What are the geopolitics of open source? To find out I thought it would be interested to see how Thomas Barnett’s map meshed with the Spread Mozilla Firefox 3 download pledge map.

Some brief background for those not familiar with “The Pentagon’s New Map.” It is a map that sits at the heart of a book of the same title written a few years ago by Barnett. It is a compelling take on what America’s grand strategy should be for the 21st century and how it is, and more importantly isn’t, ready to execute on it. Better yet, it is engaging, thought provoking, interesting, and written so anyone can read and understand it.

The core of the book’s thesis (remixed from Wikipedia and very high level) is as follows:

  1. International systems of rules reduce the likelihood of violent conflict (e.g., the WTO Dispute Settlement Understanding)
  2. The world is divided between the Functioning Core and the Non-Integrated Gap.
    Function Core = economic interdependence, incented to abide by rules
    Non-Integrated Gap = unstable leadership and absence of international trade, weaker incentives
  3. Integration of the Gap into the global economy provides opportunities for individuals to improve their lives, presenting a desirable alternative to violence and terrorism
  4. US grand strategy for the 21st century… help countries migrate from the Non-Integrated Gap into the Functioning Core

According to Barnett’s thesis, countries in the Non-integrated Gap, because they are less connected, should probably have fewer computer users, fewer people downloading software and fewer people participating in Open-Source projects. Mashing up his map with the Firefox pledge map might give us some a clue to how well open-source conforms to his thesis.

(Note, I’ve remixed Barnett’s map to make it is easier to read on a computer with the Function Core countries in green and the Non-Integrated Gap countries in red . You can find the original map here.

PNM remixed

Below is the spread Firefox pledge map, which tracks how many people around the world have pledged to download Firefox on its release day (June 17th). I’ve overlaid the Non-Integrated Gap/Function Core border over it.

firefox PNM mash up

Some comments/thoughts:

  • Interesting correlation between low pledge totals and Non-Integrated Gap countries
  • All but two Non-Integrated Gap countries (Colombia & Turkey) have 10,000 download pledges or fewer. (I also think it is interesting that Barnett doesn’t include Turkey in the Functioning Core…)
  • Most countries within the Functioning Core have 10,000 pledges or greater (South Africa, Nordic Countries and the Baltic States are notable exceptions)
  • Non-Integrated Gap countries with the most pledges are Iran, Turkey, Venezuela, Peru, and Indonesia – interesting list. Seems to suggest that many of the countries the US tries to isolate are actually the most connected.
  • According to my Mozilla friends Poland (yes, Poland) was the first to hit the 100K pledge mark. Many new Core countries are adopting Open Source en mass to avoid paying for expensive Microsoft software. Open source may be offering them a cheap way to increase connectivity and integrate with the core faster, and on their terms. Fantastic outcome.
  • This map DOES NOT account for population variation – would be fascinating to see a map based on per capita pledges (I’ve contacted my friends at Mozilla and they’ve passed the raw data along to me so I will follow up with that analysis ASAP)
  • I will try to update the map with the final data on download day (June 17th) when all the pledges have been tallied
  • Note: Firefox pledge map copied on June 15th, 2008, 8:30 pm PST

Lots more thoughts and analysis to be done on this. I hope to blog more on this shortly. If Barnett responds in any way I promise to update – would love to hear his thoughts/reflections on this.

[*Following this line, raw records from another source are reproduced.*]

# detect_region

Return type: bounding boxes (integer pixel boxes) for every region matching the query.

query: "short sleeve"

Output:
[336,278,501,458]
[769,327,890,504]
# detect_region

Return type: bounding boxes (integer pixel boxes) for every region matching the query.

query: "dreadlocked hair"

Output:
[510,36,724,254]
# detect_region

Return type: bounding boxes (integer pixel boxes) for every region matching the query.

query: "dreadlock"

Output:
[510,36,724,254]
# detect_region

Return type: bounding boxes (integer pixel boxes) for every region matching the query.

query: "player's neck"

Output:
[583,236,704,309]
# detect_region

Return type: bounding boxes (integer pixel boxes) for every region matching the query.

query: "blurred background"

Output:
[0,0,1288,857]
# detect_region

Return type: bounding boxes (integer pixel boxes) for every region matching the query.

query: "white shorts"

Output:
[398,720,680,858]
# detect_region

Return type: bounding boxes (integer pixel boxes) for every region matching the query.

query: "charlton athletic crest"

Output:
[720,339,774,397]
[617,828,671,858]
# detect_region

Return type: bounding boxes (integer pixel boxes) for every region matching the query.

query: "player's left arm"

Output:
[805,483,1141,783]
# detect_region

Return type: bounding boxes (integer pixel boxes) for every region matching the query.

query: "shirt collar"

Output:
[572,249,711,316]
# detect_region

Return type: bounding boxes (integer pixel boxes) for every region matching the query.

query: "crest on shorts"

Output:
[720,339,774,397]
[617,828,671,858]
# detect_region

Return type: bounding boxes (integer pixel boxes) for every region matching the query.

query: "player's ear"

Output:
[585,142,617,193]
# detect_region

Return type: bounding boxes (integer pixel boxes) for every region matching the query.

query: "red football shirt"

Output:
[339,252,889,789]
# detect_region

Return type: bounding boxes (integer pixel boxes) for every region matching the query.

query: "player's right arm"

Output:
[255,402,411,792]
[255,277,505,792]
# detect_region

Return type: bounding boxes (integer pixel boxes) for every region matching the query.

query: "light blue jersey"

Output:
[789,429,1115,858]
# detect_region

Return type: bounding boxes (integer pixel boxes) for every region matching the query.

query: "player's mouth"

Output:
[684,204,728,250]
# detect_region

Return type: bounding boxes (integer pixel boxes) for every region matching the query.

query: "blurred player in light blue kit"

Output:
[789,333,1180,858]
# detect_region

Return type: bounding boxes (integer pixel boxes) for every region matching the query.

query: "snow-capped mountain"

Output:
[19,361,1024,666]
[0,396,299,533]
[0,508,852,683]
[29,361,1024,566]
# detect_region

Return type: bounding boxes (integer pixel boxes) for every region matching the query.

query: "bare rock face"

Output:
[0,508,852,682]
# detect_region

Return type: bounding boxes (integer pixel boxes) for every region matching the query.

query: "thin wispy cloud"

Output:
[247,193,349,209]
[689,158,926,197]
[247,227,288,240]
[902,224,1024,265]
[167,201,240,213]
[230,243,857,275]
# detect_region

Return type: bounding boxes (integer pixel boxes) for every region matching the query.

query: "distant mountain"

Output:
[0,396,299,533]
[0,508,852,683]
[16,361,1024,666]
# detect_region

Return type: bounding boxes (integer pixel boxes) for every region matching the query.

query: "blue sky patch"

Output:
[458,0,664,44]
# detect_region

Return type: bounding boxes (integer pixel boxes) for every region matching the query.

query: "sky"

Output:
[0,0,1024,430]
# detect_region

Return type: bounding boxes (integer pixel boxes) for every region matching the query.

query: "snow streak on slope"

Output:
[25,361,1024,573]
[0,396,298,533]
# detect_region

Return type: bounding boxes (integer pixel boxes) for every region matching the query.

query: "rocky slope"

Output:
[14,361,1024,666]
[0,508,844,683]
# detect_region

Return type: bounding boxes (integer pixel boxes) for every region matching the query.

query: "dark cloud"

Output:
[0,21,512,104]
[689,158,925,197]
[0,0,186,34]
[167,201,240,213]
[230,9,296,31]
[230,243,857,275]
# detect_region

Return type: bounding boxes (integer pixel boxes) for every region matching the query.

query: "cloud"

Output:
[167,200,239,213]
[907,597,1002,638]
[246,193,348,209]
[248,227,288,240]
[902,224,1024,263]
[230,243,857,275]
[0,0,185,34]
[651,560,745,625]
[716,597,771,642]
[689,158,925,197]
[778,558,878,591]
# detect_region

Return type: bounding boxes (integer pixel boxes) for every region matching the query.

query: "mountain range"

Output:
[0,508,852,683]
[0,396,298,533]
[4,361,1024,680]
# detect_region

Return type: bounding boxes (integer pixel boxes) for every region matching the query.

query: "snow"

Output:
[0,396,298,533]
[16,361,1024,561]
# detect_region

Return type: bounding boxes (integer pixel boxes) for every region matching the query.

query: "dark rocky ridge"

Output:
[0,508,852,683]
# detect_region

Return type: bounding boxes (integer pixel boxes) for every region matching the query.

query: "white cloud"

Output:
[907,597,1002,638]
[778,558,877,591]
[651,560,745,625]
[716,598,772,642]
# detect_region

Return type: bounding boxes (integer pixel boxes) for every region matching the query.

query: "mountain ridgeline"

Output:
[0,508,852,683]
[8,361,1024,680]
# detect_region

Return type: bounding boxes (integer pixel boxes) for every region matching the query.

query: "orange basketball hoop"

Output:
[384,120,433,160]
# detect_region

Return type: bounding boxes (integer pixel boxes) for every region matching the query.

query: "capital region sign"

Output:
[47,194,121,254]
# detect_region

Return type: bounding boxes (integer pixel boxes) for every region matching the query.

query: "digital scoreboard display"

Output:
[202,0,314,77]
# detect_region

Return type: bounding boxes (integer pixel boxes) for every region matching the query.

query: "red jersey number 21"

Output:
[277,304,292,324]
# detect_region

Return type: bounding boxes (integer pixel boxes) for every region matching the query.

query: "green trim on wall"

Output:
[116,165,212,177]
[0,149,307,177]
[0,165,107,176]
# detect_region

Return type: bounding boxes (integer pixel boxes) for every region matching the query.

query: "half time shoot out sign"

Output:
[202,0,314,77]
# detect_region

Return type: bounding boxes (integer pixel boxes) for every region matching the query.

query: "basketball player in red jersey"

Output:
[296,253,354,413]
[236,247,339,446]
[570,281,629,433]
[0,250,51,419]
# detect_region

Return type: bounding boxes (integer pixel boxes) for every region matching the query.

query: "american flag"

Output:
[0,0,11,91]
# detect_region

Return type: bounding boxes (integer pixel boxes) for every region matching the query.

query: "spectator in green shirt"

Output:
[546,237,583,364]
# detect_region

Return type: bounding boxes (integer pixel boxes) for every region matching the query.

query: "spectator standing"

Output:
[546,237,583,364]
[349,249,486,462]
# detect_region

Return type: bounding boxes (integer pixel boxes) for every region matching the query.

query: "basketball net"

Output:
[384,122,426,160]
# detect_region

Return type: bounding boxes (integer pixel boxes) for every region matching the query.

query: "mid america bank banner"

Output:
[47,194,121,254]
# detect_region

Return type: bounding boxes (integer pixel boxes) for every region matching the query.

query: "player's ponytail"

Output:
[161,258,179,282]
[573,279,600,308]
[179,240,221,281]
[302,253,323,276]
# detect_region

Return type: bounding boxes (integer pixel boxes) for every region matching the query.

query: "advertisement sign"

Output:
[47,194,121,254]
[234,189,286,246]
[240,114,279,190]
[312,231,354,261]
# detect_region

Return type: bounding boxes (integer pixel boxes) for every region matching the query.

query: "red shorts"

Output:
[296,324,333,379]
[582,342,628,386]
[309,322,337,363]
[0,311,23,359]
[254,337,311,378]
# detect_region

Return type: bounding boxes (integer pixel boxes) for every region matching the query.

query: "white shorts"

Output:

(One final aside, if you get the chance to see Barnett present, do so. He’s up there with Lessig in his delivery. I remember seeing him at a conference. He went long by 10 minutes. The US ambassador to Canada was in the next room waiting to give the next presentation but if any of the organizers had tried to intervene and hurry Barnett up, they would have been lynched. FYI, You can see his TED talk here.)

31 thoughts on “Firefox 3 pledge map vs. the Pentagon’s new map

  1. Simon

    Yes, per-capita data would be nice – the SpreadFirefox page is quite bad in that regard, since it’s pretty much automatic that countries with many millions of people will have more pledges than a country with just a few million.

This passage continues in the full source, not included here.